IOWA CITY, Iowa (KWWL) — As the winter snow and ice continues, more and more people are finding themselves in the emergency room because of it.
The late winter hitting eastern Iowa almost feels like a broken record. People keep digging their homes out of snow, just to get buried again.
“It’s just been a lot of snow. I feel like every time the snow melts it comes back. It’s a lot of shoveling over and over again,” one Iowa City man said as he shoveled his sidewalk.
Another round of snow means another round of shoveling. Many were out clearing driveways and sidewalks today. How would you describe this winter? pic.twitter.com/0B1h5h0KhN
— KWWL (@KWWL) February 13, 2019
But that broken record sounds much better than the broken bones the emergency room at the University of Iowa Hospitals and Clinics has been seeing. It reports it has been extra busy this last month, more specifically the last week.
“There’s been a significant impact on the patient population,” Dr. Azeem Ahmed said. “Every winter we have seasonal falls and accidents, etc. but this year has been particularly harsh.”
Dr. Ahmed, a clinical professor of emergency medicine, said they’re easily seeing 15-20 more patients a day due to weather-related injuries.
“It may have been a car accident, or a fall or some medical condition that has been worsened by the winter condition,” Dr. Ahmed said.
More than 130 people made a trip to the UIHC ER last week after falling, Dr. Ahmed said.
The UI hospital emergency room is seeing quite an uptick in patients from weather-related accidents. In the last week they’ve treated 132 falling accidents alone. Winter isn’t over yet — Be careful out there! pic.twitter.com/1FGxrJIREQ
— Jalyn Souchek (@JalynSouchekTV) February 12, 2019
“With falls, we’ve seen people that have had broken legs, broken arms. We’ve had patients that had suffered from pretty significant head injuries,” he said.
For some, this winter may seem never-ending. Dr. Ahmed said that could be a reason why they’re seeing more people with injuries.
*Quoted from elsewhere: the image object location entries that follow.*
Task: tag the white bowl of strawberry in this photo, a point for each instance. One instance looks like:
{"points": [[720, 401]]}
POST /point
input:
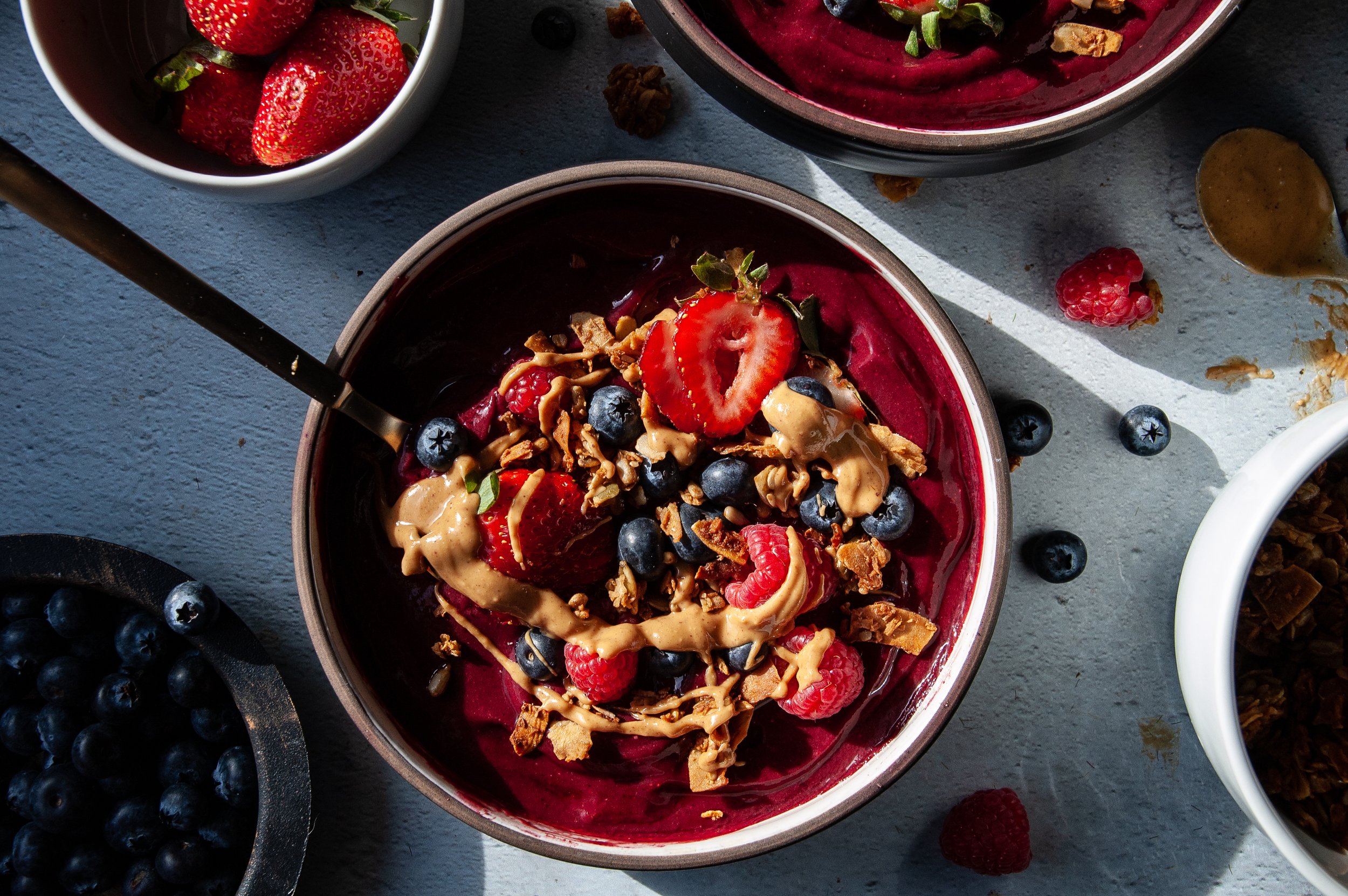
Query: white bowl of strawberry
{"points": [[258, 100], [692, 549]]}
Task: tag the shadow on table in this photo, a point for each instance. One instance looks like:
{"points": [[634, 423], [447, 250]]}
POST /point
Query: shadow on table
{"points": [[1076, 705]]}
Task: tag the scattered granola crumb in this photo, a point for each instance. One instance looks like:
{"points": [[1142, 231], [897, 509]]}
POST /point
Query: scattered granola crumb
{"points": [[1085, 39], [896, 188], [637, 99], [624, 20]]}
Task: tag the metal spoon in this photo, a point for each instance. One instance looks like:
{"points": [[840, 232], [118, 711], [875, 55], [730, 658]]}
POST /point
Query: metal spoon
{"points": [[39, 195], [1268, 205]]}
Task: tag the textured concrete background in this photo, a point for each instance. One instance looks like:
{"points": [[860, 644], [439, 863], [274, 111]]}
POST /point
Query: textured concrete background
{"points": [[125, 422]]}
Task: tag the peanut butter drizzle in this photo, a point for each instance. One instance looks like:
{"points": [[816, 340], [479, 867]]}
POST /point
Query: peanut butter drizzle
{"points": [[810, 432], [435, 523], [1268, 205], [659, 440]]}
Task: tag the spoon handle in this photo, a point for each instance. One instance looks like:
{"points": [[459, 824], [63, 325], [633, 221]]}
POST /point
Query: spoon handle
{"points": [[39, 195]]}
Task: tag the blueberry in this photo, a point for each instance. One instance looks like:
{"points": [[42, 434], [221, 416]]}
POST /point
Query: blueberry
{"points": [[192, 681], [1026, 428], [1145, 430], [730, 481], [691, 547], [184, 860], [844, 9], [57, 729], [236, 778], [615, 414], [142, 640], [19, 729], [118, 697], [441, 441], [820, 506], [27, 643], [641, 545], [22, 604], [134, 826], [668, 663], [217, 724], [893, 518], [553, 27], [143, 880], [738, 658], [63, 798], [71, 612], [190, 762], [190, 608], [810, 387], [228, 829], [661, 480], [1057, 555], [90, 868], [99, 751], [17, 795], [65, 681]]}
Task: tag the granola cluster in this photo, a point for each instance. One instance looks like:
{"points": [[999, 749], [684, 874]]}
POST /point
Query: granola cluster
{"points": [[1292, 685]]}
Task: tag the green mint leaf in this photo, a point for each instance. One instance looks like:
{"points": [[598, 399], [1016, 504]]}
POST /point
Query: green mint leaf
{"points": [[715, 273], [489, 491]]}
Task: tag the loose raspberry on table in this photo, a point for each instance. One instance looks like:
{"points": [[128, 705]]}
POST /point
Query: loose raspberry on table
{"points": [[602, 679], [840, 678], [1099, 289], [988, 832], [522, 395]]}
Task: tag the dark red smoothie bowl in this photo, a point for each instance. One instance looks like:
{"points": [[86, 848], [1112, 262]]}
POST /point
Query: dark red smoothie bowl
{"points": [[436, 333], [848, 92]]}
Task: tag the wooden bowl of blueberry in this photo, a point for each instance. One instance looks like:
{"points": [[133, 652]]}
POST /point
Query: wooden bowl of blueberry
{"points": [[150, 746]]}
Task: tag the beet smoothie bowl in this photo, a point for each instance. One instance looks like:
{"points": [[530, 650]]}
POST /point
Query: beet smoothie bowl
{"points": [[697, 538], [936, 88]]}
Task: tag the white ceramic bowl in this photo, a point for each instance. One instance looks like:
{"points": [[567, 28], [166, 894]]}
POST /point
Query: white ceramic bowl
{"points": [[98, 53], [1206, 625]]}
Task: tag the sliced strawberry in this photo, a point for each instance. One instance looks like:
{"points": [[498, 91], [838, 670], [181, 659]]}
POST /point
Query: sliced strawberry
{"points": [[731, 354], [661, 378], [559, 539]]}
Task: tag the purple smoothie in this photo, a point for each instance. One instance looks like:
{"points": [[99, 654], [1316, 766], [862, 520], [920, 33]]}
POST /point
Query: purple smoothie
{"points": [[445, 339], [974, 81]]}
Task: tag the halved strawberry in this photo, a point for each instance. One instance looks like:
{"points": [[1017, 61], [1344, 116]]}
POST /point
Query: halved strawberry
{"points": [[661, 378], [562, 545], [731, 354]]}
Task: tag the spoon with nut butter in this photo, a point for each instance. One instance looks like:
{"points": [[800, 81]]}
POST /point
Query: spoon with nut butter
{"points": [[1268, 205]]}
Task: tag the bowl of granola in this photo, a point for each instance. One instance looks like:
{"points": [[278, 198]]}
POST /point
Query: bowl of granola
{"points": [[697, 538], [936, 88], [1260, 643]]}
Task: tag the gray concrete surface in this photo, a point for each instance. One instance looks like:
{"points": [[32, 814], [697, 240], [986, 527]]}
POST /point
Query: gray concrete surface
{"points": [[122, 421]]}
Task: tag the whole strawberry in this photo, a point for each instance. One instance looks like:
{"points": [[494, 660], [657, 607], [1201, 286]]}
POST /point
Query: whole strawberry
{"points": [[215, 100], [251, 27], [340, 72], [988, 832], [1099, 289]]}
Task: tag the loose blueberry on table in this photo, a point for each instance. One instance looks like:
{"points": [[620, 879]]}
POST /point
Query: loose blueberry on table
{"points": [[657, 507], [108, 787]]}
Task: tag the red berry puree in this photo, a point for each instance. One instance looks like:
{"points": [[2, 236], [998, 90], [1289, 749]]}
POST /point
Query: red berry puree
{"points": [[740, 651]]}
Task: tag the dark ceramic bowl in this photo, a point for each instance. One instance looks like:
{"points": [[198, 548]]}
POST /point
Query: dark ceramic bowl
{"points": [[278, 743], [716, 58], [373, 628]]}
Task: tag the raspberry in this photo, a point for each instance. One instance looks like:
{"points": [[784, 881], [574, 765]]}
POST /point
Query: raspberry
{"points": [[525, 392], [840, 682], [988, 832], [602, 679], [1096, 289], [770, 554]]}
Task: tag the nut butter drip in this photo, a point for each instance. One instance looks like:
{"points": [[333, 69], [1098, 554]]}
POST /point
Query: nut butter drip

“I also feel like people are getting stir crazy or cabin fever,” he said. “They’re taking risks they normally wouldn’t. So people that have been cooped up in their homes for several days are willing to take more chances.”
Temperatures this week are a lot warmer now so Dr. Ahmed said frostbite really isn’t much of a concern anymore.
Dr. Ahmed said prevention is key. Stay home or find alternative means to stay off the roads, if possible. Otherwise, he said to drive slow and provide plenty of space between other cars.
He also added to take notice of where you’re walking and be aware of the ground conditions and to wear shoes that are worthy of winter weather.